Sunday, August 14, 2016

The Nature of Clouds...

Blood rushing in my eardrums, sweat pouring down my face, and slightly out of breath, I stood on top of the mountain and took in the view.  Stretching out before me like rumpled blankets, the distant mountains seemed almost fuzzy.  I knew somewhere in the back of my mind that what looked like plush flocking was actually the canopy of innumerable trees.  I knew that if I had been standing next to any one of them, the tree would have been much taller and more imposing than me.  But from here, it was just a small, distant thing.  It was a tiny dot of green amongst a rolling ocean of the color.

It's all a matter of perspective.

Tucked under a stack of books, I found an old journal.  As soon as I picked it up, I knew exactly what it was.  I had spent hours scribbling in it.  The feel of it in my hands was so familiar.  I found one entry where I had pressed the pen so hard into the paper, I was surprised I hadn't punctured the page with my letters.  I ran my fingers over the deep grooves and recalled without having to read what I wrote what troubled me.  At the time, it seemed so monumental.  I remember how angry and sad I was and how it seemed like I would never feel anything but that.  And now... it was just a small, distant thing.  Had I not come across the journal, I doubt I would have even thought of what once made me so intensely overwhelmed.

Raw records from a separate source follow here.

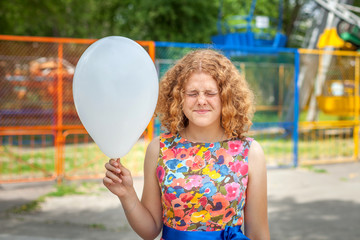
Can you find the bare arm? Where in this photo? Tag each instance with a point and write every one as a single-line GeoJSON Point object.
{"type": "Point", "coordinates": [256, 217]}
{"type": "Point", "coordinates": [144, 216]}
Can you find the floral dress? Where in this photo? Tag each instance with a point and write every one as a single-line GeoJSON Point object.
{"type": "Point", "coordinates": [203, 185]}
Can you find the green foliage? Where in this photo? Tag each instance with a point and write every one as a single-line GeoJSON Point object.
{"type": "Point", "coordinates": [158, 20]}
{"type": "Point", "coordinates": [65, 189]}
{"type": "Point", "coordinates": [28, 207]}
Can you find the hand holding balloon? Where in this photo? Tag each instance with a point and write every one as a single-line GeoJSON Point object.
{"type": "Point", "coordinates": [115, 92]}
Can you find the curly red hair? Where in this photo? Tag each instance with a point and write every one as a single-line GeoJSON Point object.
{"type": "Point", "coordinates": [236, 97]}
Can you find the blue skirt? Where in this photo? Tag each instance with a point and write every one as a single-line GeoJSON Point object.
{"type": "Point", "coordinates": [229, 233]}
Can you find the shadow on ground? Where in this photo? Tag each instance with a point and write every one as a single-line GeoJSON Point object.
{"type": "Point", "coordinates": [330, 220]}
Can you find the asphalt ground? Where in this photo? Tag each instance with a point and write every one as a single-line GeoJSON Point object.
{"type": "Point", "coordinates": [322, 202]}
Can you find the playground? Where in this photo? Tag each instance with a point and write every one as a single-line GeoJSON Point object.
{"type": "Point", "coordinates": [307, 121]}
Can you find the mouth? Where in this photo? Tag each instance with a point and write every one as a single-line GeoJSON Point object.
{"type": "Point", "coordinates": [202, 111]}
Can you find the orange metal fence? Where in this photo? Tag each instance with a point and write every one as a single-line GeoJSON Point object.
{"type": "Point", "coordinates": [39, 126]}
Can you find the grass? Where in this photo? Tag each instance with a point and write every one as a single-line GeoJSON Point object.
{"type": "Point", "coordinates": [61, 190]}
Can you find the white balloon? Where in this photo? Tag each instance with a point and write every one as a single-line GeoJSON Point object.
{"type": "Point", "coordinates": [115, 92]}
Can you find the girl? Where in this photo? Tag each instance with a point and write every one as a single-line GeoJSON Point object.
{"type": "Point", "coordinates": [203, 178]}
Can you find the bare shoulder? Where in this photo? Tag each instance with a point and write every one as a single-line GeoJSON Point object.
{"type": "Point", "coordinates": [256, 155]}
{"type": "Point", "coordinates": [154, 146]}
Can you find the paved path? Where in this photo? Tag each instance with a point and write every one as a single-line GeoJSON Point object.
{"type": "Point", "coordinates": [303, 204]}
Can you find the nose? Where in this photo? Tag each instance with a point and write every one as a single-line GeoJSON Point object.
{"type": "Point", "coordinates": [202, 99]}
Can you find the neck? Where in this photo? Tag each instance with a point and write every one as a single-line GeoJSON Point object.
{"type": "Point", "coordinates": [204, 134]}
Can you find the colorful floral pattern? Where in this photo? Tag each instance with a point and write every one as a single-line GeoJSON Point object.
{"type": "Point", "coordinates": [203, 184]}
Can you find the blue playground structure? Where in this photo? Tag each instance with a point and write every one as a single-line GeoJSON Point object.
{"type": "Point", "coordinates": [250, 30]}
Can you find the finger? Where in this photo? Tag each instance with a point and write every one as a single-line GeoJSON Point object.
{"type": "Point", "coordinates": [107, 181]}
{"type": "Point", "coordinates": [109, 167]}
{"type": "Point", "coordinates": [113, 162]}
{"type": "Point", "coordinates": [113, 177]}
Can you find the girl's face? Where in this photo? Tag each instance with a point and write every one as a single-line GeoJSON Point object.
{"type": "Point", "coordinates": [202, 103]}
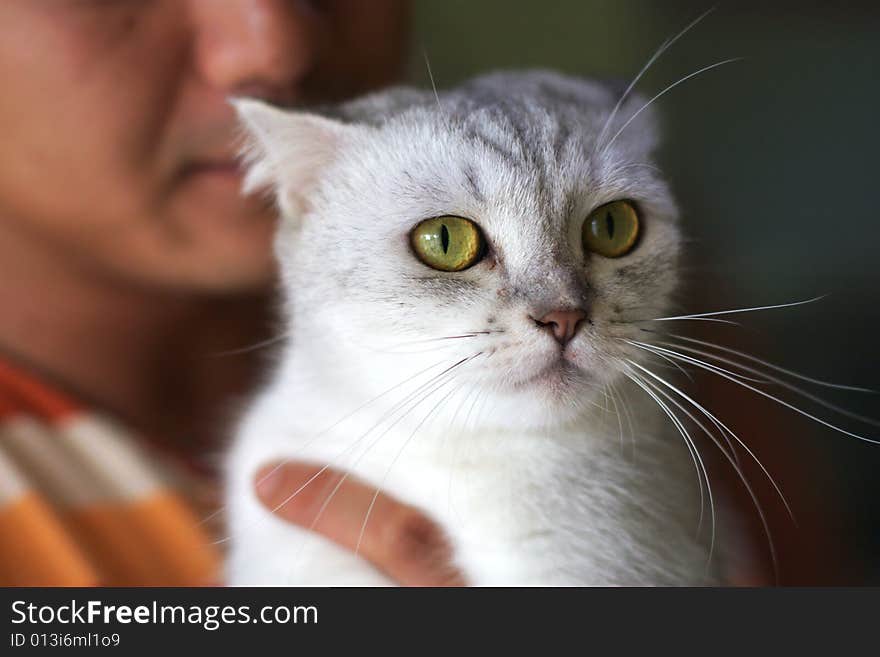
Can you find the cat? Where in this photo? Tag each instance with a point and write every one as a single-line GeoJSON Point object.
{"type": "Point", "coordinates": [462, 276]}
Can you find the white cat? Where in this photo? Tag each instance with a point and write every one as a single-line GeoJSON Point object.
{"type": "Point", "coordinates": [460, 277]}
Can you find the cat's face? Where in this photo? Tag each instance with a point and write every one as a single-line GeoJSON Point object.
{"type": "Point", "coordinates": [536, 310]}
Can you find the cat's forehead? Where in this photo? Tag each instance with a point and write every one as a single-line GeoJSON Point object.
{"type": "Point", "coordinates": [526, 143]}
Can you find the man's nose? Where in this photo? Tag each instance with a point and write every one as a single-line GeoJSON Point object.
{"type": "Point", "coordinates": [563, 324]}
{"type": "Point", "coordinates": [255, 47]}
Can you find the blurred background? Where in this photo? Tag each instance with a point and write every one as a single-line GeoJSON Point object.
{"type": "Point", "coordinates": [773, 162]}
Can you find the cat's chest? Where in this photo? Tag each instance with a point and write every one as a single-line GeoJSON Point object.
{"type": "Point", "coordinates": [516, 507]}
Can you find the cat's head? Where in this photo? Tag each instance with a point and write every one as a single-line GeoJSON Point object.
{"type": "Point", "coordinates": [509, 222]}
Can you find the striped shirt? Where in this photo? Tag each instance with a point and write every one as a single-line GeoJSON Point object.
{"type": "Point", "coordinates": [85, 502]}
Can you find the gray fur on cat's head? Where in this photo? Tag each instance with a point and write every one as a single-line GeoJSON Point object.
{"type": "Point", "coordinates": [516, 153]}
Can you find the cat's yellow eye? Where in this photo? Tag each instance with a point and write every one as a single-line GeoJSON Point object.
{"type": "Point", "coordinates": [612, 229]}
{"type": "Point", "coordinates": [448, 243]}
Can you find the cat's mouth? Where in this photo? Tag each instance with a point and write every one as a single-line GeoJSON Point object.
{"type": "Point", "coordinates": [560, 373]}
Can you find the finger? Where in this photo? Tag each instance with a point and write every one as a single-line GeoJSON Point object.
{"type": "Point", "coordinates": [397, 539]}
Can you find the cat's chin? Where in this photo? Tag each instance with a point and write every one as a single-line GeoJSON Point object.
{"type": "Point", "coordinates": [557, 395]}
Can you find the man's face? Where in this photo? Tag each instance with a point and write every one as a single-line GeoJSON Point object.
{"type": "Point", "coordinates": [119, 146]}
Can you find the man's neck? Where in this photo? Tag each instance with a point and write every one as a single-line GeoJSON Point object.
{"type": "Point", "coordinates": [154, 359]}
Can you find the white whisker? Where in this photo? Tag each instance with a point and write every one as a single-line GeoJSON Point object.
{"type": "Point", "coordinates": [742, 310]}
{"type": "Point", "coordinates": [692, 448]}
{"type": "Point", "coordinates": [772, 366]}
{"type": "Point", "coordinates": [738, 381]}
{"type": "Point", "coordinates": [657, 53]}
{"type": "Point", "coordinates": [667, 89]}
{"type": "Point", "coordinates": [735, 464]}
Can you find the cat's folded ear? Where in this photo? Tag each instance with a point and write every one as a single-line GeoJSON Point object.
{"type": "Point", "coordinates": [285, 152]}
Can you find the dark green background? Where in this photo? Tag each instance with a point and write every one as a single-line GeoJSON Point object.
{"type": "Point", "coordinates": [773, 160]}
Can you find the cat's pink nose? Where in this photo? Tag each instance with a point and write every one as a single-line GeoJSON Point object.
{"type": "Point", "coordinates": [562, 323]}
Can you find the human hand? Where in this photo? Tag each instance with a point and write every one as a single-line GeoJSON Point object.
{"type": "Point", "coordinates": [398, 539]}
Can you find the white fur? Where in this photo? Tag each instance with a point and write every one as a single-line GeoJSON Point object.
{"type": "Point", "coordinates": [528, 477]}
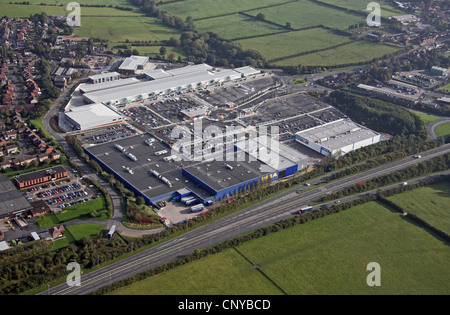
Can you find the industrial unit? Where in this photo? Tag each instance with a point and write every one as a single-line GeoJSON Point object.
{"type": "Point", "coordinates": [337, 138]}
{"type": "Point", "coordinates": [163, 82]}
{"type": "Point", "coordinates": [133, 63]}
{"type": "Point", "coordinates": [91, 116]}
{"type": "Point", "coordinates": [149, 170]}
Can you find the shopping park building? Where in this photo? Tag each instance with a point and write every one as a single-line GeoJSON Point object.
{"type": "Point", "coordinates": [149, 168]}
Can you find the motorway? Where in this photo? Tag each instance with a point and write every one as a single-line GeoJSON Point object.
{"type": "Point", "coordinates": [262, 214]}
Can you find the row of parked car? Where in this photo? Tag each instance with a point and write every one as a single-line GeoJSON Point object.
{"type": "Point", "coordinates": [60, 190]}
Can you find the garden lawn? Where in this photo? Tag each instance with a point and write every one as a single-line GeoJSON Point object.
{"type": "Point", "coordinates": [79, 231]}
{"type": "Point", "coordinates": [443, 130]}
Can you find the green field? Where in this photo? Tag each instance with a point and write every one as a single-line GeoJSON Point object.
{"type": "Point", "coordinates": [426, 118]}
{"type": "Point", "coordinates": [79, 231]}
{"type": "Point", "coordinates": [139, 28]}
{"type": "Point", "coordinates": [198, 9]}
{"type": "Point", "coordinates": [352, 53]}
{"type": "Point", "coordinates": [358, 5]}
{"type": "Point", "coordinates": [325, 256]}
{"type": "Point", "coordinates": [236, 26]}
{"type": "Point", "coordinates": [79, 211]}
{"type": "Point", "coordinates": [12, 10]}
{"type": "Point", "coordinates": [303, 14]}
{"type": "Point", "coordinates": [443, 130]}
{"type": "Point", "coordinates": [120, 3]}
{"type": "Point", "coordinates": [430, 203]}
{"type": "Point", "coordinates": [291, 43]}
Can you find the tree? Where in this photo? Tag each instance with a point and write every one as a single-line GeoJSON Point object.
{"type": "Point", "coordinates": [140, 200]}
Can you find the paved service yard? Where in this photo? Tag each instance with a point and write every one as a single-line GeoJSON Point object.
{"type": "Point", "coordinates": [176, 212]}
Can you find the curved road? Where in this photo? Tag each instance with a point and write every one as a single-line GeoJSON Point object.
{"type": "Point", "coordinates": [271, 210]}
{"type": "Point", "coordinates": [115, 197]}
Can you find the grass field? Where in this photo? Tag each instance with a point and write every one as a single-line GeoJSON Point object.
{"type": "Point", "coordinates": [236, 26]}
{"type": "Point", "coordinates": [325, 256]}
{"type": "Point", "coordinates": [304, 14]}
{"type": "Point", "coordinates": [140, 28]}
{"type": "Point", "coordinates": [358, 5]}
{"type": "Point", "coordinates": [429, 203]}
{"type": "Point", "coordinates": [443, 130]}
{"type": "Point", "coordinates": [198, 9]}
{"type": "Point", "coordinates": [120, 3]}
{"type": "Point", "coordinates": [426, 118]}
{"type": "Point", "coordinates": [352, 53]}
{"type": "Point", "coordinates": [13, 10]}
{"type": "Point", "coordinates": [291, 43]}
{"type": "Point", "coordinates": [82, 230]}
{"type": "Point", "coordinates": [80, 211]}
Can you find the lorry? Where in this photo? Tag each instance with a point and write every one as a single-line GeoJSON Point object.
{"type": "Point", "coordinates": [305, 209]}
{"type": "Point", "coordinates": [197, 208]}
{"type": "Point", "coordinates": [191, 202]}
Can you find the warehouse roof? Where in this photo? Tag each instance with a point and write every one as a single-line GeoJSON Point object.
{"type": "Point", "coordinates": [132, 62]}
{"type": "Point", "coordinates": [104, 75]}
{"type": "Point", "coordinates": [92, 115]}
{"type": "Point", "coordinates": [273, 153]}
{"type": "Point", "coordinates": [89, 88]}
{"type": "Point", "coordinates": [221, 175]}
{"type": "Point", "coordinates": [337, 134]}
{"type": "Point", "coordinates": [157, 74]}
{"type": "Point", "coordinates": [247, 71]}
{"type": "Point", "coordinates": [189, 80]}
{"type": "Point", "coordinates": [146, 161]}
{"type": "Point", "coordinates": [203, 67]}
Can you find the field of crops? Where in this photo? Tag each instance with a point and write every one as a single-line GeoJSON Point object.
{"type": "Point", "coordinates": [325, 256]}
{"type": "Point", "coordinates": [429, 203]}
{"type": "Point", "coordinates": [290, 43]}
{"type": "Point", "coordinates": [303, 14]}
{"type": "Point", "coordinates": [236, 26]}
{"type": "Point", "coordinates": [352, 53]}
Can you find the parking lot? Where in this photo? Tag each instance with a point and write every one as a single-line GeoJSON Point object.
{"type": "Point", "coordinates": [63, 194]}
{"type": "Point", "coordinates": [229, 95]}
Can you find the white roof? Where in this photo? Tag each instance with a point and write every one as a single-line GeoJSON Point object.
{"type": "Point", "coordinates": [247, 71]}
{"type": "Point", "coordinates": [104, 75]}
{"type": "Point", "coordinates": [157, 74]}
{"type": "Point", "coordinates": [3, 246]}
{"type": "Point", "coordinates": [190, 69]}
{"type": "Point", "coordinates": [272, 152]}
{"type": "Point", "coordinates": [92, 115]}
{"type": "Point", "coordinates": [35, 236]}
{"type": "Point", "coordinates": [337, 134]}
{"type": "Point", "coordinates": [132, 62]}
{"type": "Point", "coordinates": [89, 88]}
{"type": "Point", "coordinates": [186, 81]}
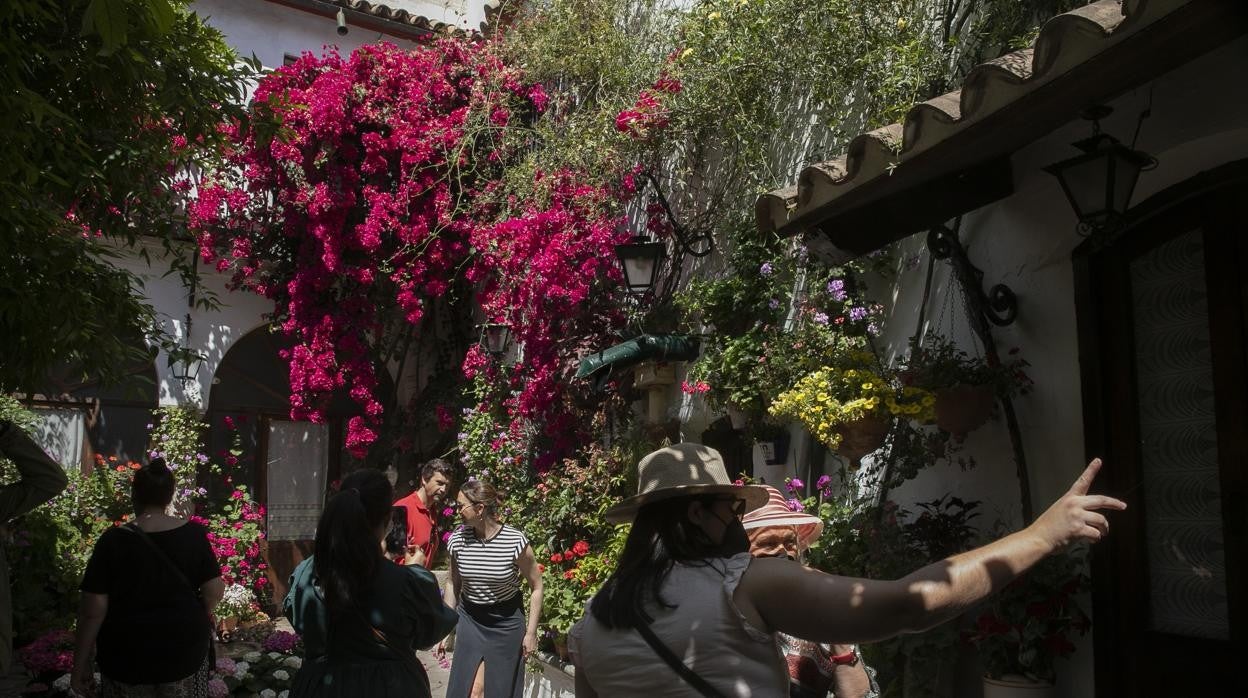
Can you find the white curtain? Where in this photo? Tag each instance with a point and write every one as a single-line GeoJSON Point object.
{"type": "Point", "coordinates": [61, 433]}
{"type": "Point", "coordinates": [298, 457]}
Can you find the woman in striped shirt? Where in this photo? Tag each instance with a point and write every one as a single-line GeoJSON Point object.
{"type": "Point", "coordinates": [487, 561]}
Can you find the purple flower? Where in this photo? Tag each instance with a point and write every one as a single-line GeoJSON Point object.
{"type": "Point", "coordinates": [836, 289]}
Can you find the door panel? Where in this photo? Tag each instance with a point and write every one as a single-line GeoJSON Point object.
{"type": "Point", "coordinates": [1166, 403]}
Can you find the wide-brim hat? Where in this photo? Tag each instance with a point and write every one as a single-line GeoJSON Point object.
{"type": "Point", "coordinates": [776, 512]}
{"type": "Point", "coordinates": [682, 471]}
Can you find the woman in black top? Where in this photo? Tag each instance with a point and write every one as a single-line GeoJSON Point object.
{"type": "Point", "coordinates": [361, 617]}
{"type": "Point", "coordinates": [147, 596]}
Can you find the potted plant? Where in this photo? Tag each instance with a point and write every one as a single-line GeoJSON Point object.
{"type": "Point", "coordinates": [773, 440]}
{"type": "Point", "coordinates": [1028, 624]}
{"type": "Point", "coordinates": [966, 387]}
{"type": "Point", "coordinates": [850, 407]}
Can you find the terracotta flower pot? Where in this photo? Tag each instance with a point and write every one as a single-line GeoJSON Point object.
{"type": "Point", "coordinates": [964, 408]}
{"type": "Point", "coordinates": [1011, 686]}
{"type": "Point", "coordinates": [560, 647]}
{"type": "Point", "coordinates": [861, 437]}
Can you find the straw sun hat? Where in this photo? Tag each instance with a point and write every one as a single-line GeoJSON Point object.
{"type": "Point", "coordinates": [680, 471]}
{"type": "Point", "coordinates": [776, 512]}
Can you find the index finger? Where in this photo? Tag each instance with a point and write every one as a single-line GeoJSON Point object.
{"type": "Point", "coordinates": [1085, 481]}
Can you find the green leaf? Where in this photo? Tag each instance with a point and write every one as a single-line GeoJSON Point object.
{"type": "Point", "coordinates": [162, 15]}
{"type": "Point", "coordinates": [106, 19]}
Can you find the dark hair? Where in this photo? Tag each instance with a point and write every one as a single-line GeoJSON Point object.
{"type": "Point", "coordinates": [481, 492]}
{"type": "Point", "coordinates": [436, 466]}
{"type": "Point", "coordinates": [396, 538]}
{"type": "Point", "coordinates": [347, 551]}
{"type": "Point", "coordinates": [662, 536]}
{"type": "Point", "coordinates": [152, 486]}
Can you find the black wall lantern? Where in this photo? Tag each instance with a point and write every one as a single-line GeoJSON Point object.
{"type": "Point", "coordinates": [496, 337]}
{"type": "Point", "coordinates": [1100, 182]}
{"type": "Point", "coordinates": [642, 257]}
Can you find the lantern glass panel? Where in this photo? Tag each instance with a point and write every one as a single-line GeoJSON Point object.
{"type": "Point", "coordinates": [1085, 182]}
{"type": "Point", "coordinates": [496, 337]}
{"type": "Point", "coordinates": [640, 262]}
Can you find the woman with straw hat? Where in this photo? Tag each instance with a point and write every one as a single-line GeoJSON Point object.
{"type": "Point", "coordinates": [775, 530]}
{"type": "Point", "coordinates": [687, 591]}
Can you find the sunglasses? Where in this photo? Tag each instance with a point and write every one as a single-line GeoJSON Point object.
{"type": "Point", "coordinates": [736, 503]}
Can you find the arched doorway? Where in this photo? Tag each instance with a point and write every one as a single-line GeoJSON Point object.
{"type": "Point", "coordinates": [288, 465]}
{"type": "Point", "coordinates": [1163, 330]}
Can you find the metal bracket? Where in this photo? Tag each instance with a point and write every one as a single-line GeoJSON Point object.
{"type": "Point", "coordinates": [999, 306]}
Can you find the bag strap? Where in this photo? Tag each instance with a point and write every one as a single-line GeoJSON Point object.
{"type": "Point", "coordinates": [160, 553]}
{"type": "Point", "coordinates": [177, 571]}
{"type": "Point", "coordinates": [668, 656]}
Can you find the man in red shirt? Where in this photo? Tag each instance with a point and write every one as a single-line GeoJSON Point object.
{"type": "Point", "coordinates": [421, 505]}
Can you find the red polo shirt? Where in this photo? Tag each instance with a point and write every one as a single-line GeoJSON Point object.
{"type": "Point", "coordinates": [419, 526]}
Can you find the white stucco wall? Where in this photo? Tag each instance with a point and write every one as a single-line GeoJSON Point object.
{"type": "Point", "coordinates": [1026, 241]}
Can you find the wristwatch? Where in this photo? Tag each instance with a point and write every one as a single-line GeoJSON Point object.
{"type": "Point", "coordinates": [846, 659]}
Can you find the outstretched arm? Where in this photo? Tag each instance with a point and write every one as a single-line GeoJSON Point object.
{"type": "Point", "coordinates": [828, 608]}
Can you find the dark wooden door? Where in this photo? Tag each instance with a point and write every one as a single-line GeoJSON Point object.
{"type": "Point", "coordinates": [1162, 319]}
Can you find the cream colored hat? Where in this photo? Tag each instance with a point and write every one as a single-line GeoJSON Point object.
{"type": "Point", "coordinates": [680, 471]}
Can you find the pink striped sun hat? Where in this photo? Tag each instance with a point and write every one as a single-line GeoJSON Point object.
{"type": "Point", "coordinates": [776, 512]}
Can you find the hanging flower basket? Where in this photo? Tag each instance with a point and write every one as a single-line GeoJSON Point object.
{"type": "Point", "coordinates": [861, 437]}
{"type": "Point", "coordinates": [964, 408]}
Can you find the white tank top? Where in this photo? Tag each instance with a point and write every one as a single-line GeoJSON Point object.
{"type": "Point", "coordinates": [705, 629]}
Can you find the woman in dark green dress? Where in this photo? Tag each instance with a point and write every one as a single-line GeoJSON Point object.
{"type": "Point", "coordinates": [361, 616]}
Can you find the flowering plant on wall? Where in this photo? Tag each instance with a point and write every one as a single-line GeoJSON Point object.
{"type": "Point", "coordinates": [1033, 621]}
{"type": "Point", "coordinates": [833, 396]}
{"type": "Point", "coordinates": [236, 533]}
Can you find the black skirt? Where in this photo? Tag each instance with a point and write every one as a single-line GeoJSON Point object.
{"type": "Point", "coordinates": [493, 634]}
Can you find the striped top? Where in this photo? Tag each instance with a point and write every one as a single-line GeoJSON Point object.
{"type": "Point", "coordinates": [488, 572]}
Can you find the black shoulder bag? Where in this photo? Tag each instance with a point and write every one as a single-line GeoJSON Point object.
{"type": "Point", "coordinates": [668, 656]}
{"type": "Point", "coordinates": [177, 571]}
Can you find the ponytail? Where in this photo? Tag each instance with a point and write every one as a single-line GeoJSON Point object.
{"type": "Point", "coordinates": [347, 550]}
{"type": "Point", "coordinates": [481, 492]}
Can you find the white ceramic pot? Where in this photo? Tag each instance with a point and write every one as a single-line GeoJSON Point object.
{"type": "Point", "coordinates": [1012, 686]}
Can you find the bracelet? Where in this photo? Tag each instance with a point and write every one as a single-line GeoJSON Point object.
{"type": "Point", "coordinates": [846, 659]}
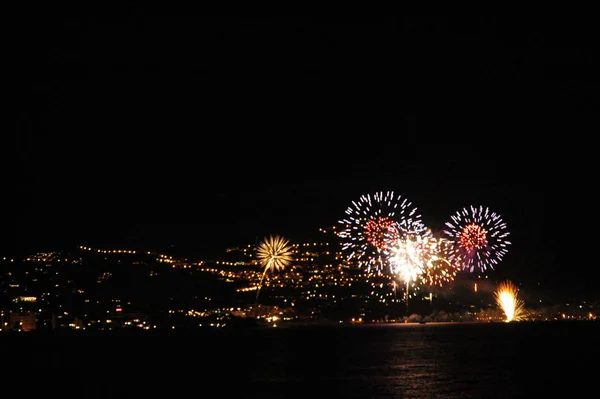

It's all a matter of perspective.

Whenever I am upset or perplexed with how I am going to handle a situation, I try to remember that slightly lightheaded feeling of standing on top of that mountain.  I try to remember the sky, so vast and seemingly endless, and how it spread out above me and outward.  Light filtered through the fast-moving, masses of fluff.  The clouds arrange themselves in a morphing picture.  One minute I can make out a face in the clouds... the next, an elephant.  Up so high, it's almost as though I can reach out and touch one and run my fingers though it, shaping it and forming it.  I try to imagine my problem as a bug.  It is a bug on a leaf, on a tree, surrounded by other trees, surrounded by more trees, on a mountain, surrounded by other mountains.  The bug is there... to be certain... but it is so small in comparison.  We can spread our arms heavenward, or stare at the mosquito.  I choose to think on the nature of clouds.